On August 1, with only a few hours left before the US national debt would hit its limit, that country passed emergency legislation letting the government borrow more, effectively raising the $14.3-trillion debt ceiling.
September 15, 2011
by Michael Power
Purchasingb2b: July August 2011
I have a close friend who, although very smart, isn’t particularly careful with his money. Years ago he got into trouble with credit card debt. Perhaps you know of someone who has done this: he had about four credit cards and began using one credit card to pay the balance on another. Then, he would pay that credit card off using yet another one. He would rotate his payments in this fashion between the four cards, switching from one card to the next as they became due.

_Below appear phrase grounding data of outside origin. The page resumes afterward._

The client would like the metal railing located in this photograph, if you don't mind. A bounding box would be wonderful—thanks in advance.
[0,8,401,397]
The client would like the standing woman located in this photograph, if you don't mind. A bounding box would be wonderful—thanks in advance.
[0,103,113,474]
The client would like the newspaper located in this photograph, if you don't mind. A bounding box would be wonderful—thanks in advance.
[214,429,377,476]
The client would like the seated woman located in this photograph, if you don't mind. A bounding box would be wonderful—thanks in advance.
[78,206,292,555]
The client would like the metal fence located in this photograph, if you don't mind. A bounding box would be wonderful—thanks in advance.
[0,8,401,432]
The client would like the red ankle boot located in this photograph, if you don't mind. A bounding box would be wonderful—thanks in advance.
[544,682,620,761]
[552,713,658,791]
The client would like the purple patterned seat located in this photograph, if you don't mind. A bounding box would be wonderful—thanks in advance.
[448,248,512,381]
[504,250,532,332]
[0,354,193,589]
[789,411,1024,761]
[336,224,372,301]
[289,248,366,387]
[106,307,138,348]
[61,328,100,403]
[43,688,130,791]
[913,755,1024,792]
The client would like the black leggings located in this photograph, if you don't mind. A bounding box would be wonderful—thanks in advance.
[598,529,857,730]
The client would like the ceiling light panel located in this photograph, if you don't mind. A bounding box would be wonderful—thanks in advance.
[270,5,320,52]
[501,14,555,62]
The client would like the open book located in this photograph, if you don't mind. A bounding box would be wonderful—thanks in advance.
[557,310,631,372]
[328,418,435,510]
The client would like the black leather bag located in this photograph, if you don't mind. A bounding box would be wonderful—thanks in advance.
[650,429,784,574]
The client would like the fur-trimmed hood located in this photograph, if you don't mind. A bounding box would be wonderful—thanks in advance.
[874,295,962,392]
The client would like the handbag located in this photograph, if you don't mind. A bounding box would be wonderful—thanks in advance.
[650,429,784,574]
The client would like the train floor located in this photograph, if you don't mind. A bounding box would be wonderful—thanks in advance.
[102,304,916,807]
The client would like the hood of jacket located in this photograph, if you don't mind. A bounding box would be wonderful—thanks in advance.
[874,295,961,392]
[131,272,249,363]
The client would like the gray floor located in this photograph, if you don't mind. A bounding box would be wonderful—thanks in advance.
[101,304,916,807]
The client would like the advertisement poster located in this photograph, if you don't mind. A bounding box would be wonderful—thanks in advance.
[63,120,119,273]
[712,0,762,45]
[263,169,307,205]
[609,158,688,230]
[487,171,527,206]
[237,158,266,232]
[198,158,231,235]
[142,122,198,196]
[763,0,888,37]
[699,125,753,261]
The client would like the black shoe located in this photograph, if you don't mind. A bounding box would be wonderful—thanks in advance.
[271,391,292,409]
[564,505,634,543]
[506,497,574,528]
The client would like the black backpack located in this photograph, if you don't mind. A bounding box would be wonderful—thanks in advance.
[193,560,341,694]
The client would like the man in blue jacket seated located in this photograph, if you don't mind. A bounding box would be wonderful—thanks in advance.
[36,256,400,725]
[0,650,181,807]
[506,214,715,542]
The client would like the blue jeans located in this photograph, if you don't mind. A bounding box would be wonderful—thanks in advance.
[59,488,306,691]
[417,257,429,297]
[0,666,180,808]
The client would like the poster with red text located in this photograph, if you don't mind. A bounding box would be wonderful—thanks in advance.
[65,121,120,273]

My friend had the sense to consolidate his payments and is now debt free. I wonder if the US government will eventually show the same sense with that country’s debt.
On August 1, with only a few hours left before the US national debt would hit its limit, that country passed emergency legislation letting the government borrow more, effectively raising the $14.3-trillion debt ceiling. Along with this increased borrowing cap, the legislation promises budget cuts of more than $2 trillion over the next decade.
Crisis averted, right? Well, rather than solving the US debt drama, the move paves the way for further spending in the future. None of these cuts is binding. As well, they’re set to take place over the next decade. I suspect the US will continue to ignore its spending, borrow money, and keep taxes insanely low. As Michael Hlinka argues in his Business Front column on page 6, that debt ceiling will simply continue to rise.
On top of that, the crisis caused the US-based financial services company, Standard & Poor’s, to downgrade its credit rating of the US from a AAA to only AA. The markets have fallen 10 percent from a high in May. As well, Europe’s debt trouble is very real and could, as some have suggested, become on par with the financial crisis of 2008.
Economic uncertainty is rarely helpful. Inflation looms in the US since the country is now printing money like mad due to the crisis. But falling confidence in the US dollar means ours has been soaring above parity. A higher dollar is clearly good for consumers, since it means lower prices on imported goods. Procurement managers and their organizations are also affected by a high dollar, since it means more bang for the buck from offshore purchases.
How should Canada handle US and European debt woes? I’d like us to continue focusing on strengthening ties with the Asia Pacific and Latin America. Prime Minister Stephen Harper is on track by visiting Brazil and pursuing more open economic relations between us and Latin America’s largest economy.
In Asia, China is an avid consumer of commodities, which we produce in plenty. Even Japan will rebound from its triple disaster earlier this year. So while our shared border will always align us closely, not every economic egg needs to be in the US basket.